‘Thin Blue Line’ prevails against Urbana
The “Thin Blue Line” may as well be Shepherd’s nickname.
As an NCAA Division II school, the Rams are allowed by rule only so many athletic scholarships. Without the funding for the maximum allowed scholarships, Shepherd must do with fewer waivers and grants than other Division II schools in the region have at their disposal.
Fewer scholarships mean a lack of depth at several positions on both offense and defense.
That lack of depth was clearly evident last Saturday when Shepherd cleared another hurdle on its Mountain East Conference schedule, rolling past Urbana, 48-14, after securing a 45-7 lead by halftime.
Shepherd’s youth-laden and inexperienced defensive secondary had been anchored by senior free safety, Tre Anderson. There is no replacement player even remotely as capable as Anderson.
After just 19 seconds of Saturday’s game, Urbana had a 7-0 lead because Shepherd’s reconfigured secondary had been confused as to where they belonged on Urbana’s first play from scrimmage.
Shepherd’s “Thin Blue Line” of starters had a man missing. And he couldn’t adequately be replaced.
Anderson isn’t the only player the Rams couldn’t replace. There’s James Gupton, Myles Humphrey, Connor Jessop, Ryan Feiss, D.J. Cornish, any of their five interior offensive linemen and punter Ruan Venter.
Urbana, now 3-5 overall, couldn’t replicate their first touchdown because it had dropped passes and had to try to weather a constant pass rush that eventually had six sacks.
Shepherd moved to 7-0 and kept its national coach’s ranking in place at No. 2 in the nation.
Winning from behind was nothing new. Glenville and Fairmont both had two-touchdown leads on the Rams. Even Concord kicked a field goal for the first points in that Shepherd victory.
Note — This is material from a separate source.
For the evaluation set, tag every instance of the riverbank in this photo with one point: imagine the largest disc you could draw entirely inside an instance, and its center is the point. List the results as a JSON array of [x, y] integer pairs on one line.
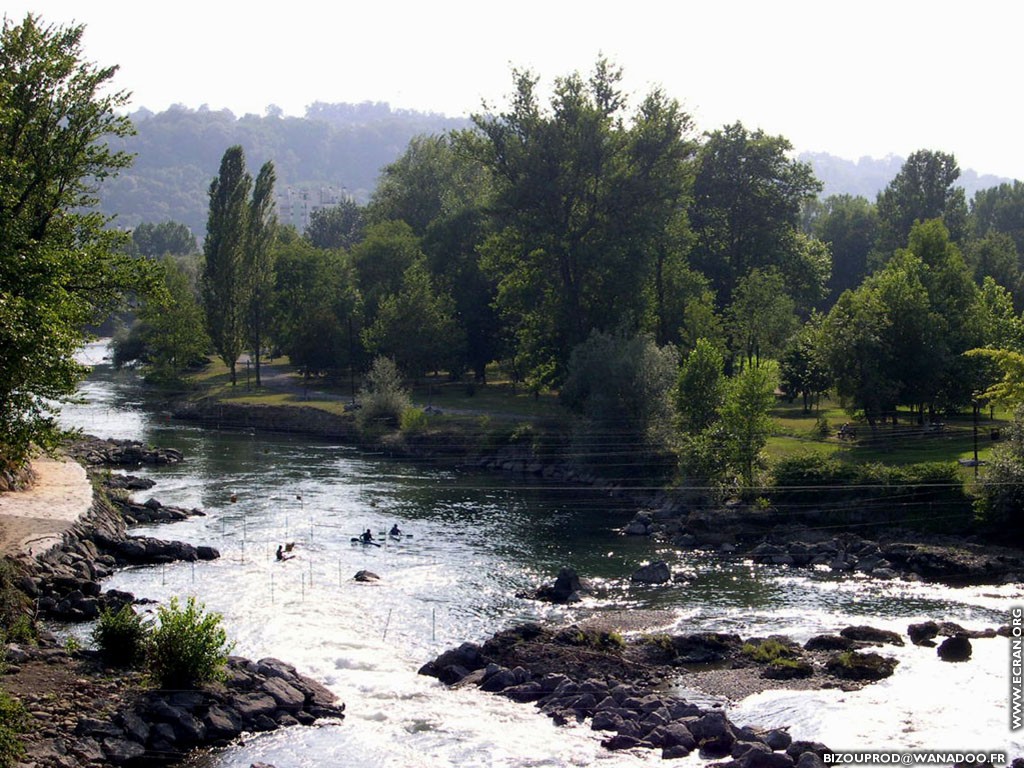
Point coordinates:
[[842, 540], [79, 709]]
Once it started its scoring, Shepherd did not rest.
The Rams achieved points on seven straight first-half possessions – six touchdowns and Zach Wise’s first successful field goal of the 2017 season, a 45-yarder that extended the lead to 24-7 in the second quarter.
Touchdowns from Cornish (a four-yard pass from Jessop), Wanya Allen (a 25-yard pass from Jessop) and Allen again on Jessop’s nine-yard scoring throw had the Rams in front, 21-7, after only one period.
Three second-quarter touchdowns came in quick succession as Jabre Lolley took Jessop’s eight-yard swing pass, wide receiver Feiss threw six yards to quarterback Jessop and Jessop scrambled seven yards to boost the mushrooming lead to 45-7.
The anticlimactic second half was more of a training ground for Shepherd’s reserves than anything else.
No starters were injured, keeping most of the “Thin Blue Line’ in playing shape for this week’s road game in Buckhannon against surging West Virginia Wesleyan, a winner of two straight games and owning an upset, 20-13, win over Notre Dame just last Saturday in South Euclid, Ohio. Before that loss, Notre Dame had only been beaten by Shepherd.
Will Anderson return at free safety?
He’s an integral part of the current edition of the “Thin Blue Line.”
And without much more scholarship money, the situation won’t change, and Anderson or so many others won’t be replaced without a meaningful drop-off in talent and performance.